Bimodality may be generated by colonization-extinction metapopulation dynamics associated with a strong rescue effect. This model is appropriate to explain the range structure of a community that is influenced by metapopulation processes, such as dispersal and local extinction. However, it is not robust because the shape of the occupancy frequency distribution generated by this model is highly sensitive
to species immigration and extinction parameters. The metapopulation model does also not explain scale dependence in the occupancy frequency distribution.
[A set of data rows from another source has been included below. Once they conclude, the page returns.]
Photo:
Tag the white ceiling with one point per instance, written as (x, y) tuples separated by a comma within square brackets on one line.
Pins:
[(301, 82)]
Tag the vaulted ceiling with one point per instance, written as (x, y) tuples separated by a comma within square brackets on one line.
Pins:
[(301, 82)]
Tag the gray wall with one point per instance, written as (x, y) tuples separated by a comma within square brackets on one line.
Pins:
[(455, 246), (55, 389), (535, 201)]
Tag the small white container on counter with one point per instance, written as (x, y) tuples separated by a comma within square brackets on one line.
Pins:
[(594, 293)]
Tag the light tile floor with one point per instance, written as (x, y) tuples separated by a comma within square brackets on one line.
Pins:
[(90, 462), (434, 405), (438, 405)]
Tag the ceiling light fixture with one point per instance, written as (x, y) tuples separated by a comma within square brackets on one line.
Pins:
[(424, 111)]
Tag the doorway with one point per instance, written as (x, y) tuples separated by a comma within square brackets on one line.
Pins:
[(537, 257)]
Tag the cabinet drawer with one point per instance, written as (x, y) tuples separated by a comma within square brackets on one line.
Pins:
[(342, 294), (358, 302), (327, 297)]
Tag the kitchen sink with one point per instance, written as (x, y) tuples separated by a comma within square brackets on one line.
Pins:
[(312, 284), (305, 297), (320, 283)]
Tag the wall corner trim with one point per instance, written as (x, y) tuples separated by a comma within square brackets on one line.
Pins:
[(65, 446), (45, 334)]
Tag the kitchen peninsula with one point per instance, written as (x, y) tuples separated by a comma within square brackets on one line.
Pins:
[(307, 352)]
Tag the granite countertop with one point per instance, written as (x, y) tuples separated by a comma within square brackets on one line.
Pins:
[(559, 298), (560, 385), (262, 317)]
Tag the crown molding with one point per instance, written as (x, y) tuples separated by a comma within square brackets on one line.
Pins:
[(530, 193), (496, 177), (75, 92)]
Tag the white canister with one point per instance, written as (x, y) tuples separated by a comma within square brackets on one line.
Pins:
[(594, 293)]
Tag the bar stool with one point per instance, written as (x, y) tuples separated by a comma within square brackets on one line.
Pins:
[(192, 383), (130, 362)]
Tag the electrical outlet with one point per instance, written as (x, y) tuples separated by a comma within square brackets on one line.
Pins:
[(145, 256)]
===Occupancy probability transition===
The third model that describes bimodality in the occupancy frequency distribution is based on the scaling pattern of occupancy under a self-similar assumption of species distributions (called the occupancy probability transition [OPT] model). The OPT model is based on Harte et al.'s bisection scheme (although not on their probability rule) and the recursion probability of occupancy at different scales. The OPT model has been shown to support two empirical observations:
1. That bimodality is prevalent in interspecific occupancy frequency distributions.
2. that the number of satellite species in the distribution increases towards finer scales.

The OPT model demonstrates that the sample grain of a study, sampling adequacy, and the distribution of species saturation coefficients (a measure of the fractal dimensionality of a species distribution) in a community are together largely able to explain the patterns commonly found in empirical occupancy distributions. Hui and McGeoch (2007) further show that the self-similarity in species distributions breaks down according to a power relationship with spatial scales, and we therefore adopt a power-scaling assumption for modeling species occupancy distributions. The bimodality in occupancy frequency distributions that is common in species communities, is confirmed to a result for certain mathematical and statistical properties of the probability distribution of occupancy. The results thus demonstrate that the use of the bisection method in combination with a power-scaling assumption is more appropriate for modeling species distributions than the use of a self-similarity assumption, particularly at fine scales. This model further provokes the Harte-Maddux debate: Harte et al. demonstrated that the power law form of the species–area relationship may be derived from a bisected, self-similar landscape and a community-level probability rule. However, Maddux showed that this self-similarity model generates biologically unrealistic predictions. Hui and McGeoch (2008) resolve the Harte–Maddux debate by demonstrating that the problems identified by Maddux result from an assumption that the probability of occurrence of a species at one scale is independent of its probability of occurrence at the next, and further illustrate the importance of considering patterns of species co-occurrence, and the way in which species occupancy patterns change with scale, when modeling species distributions.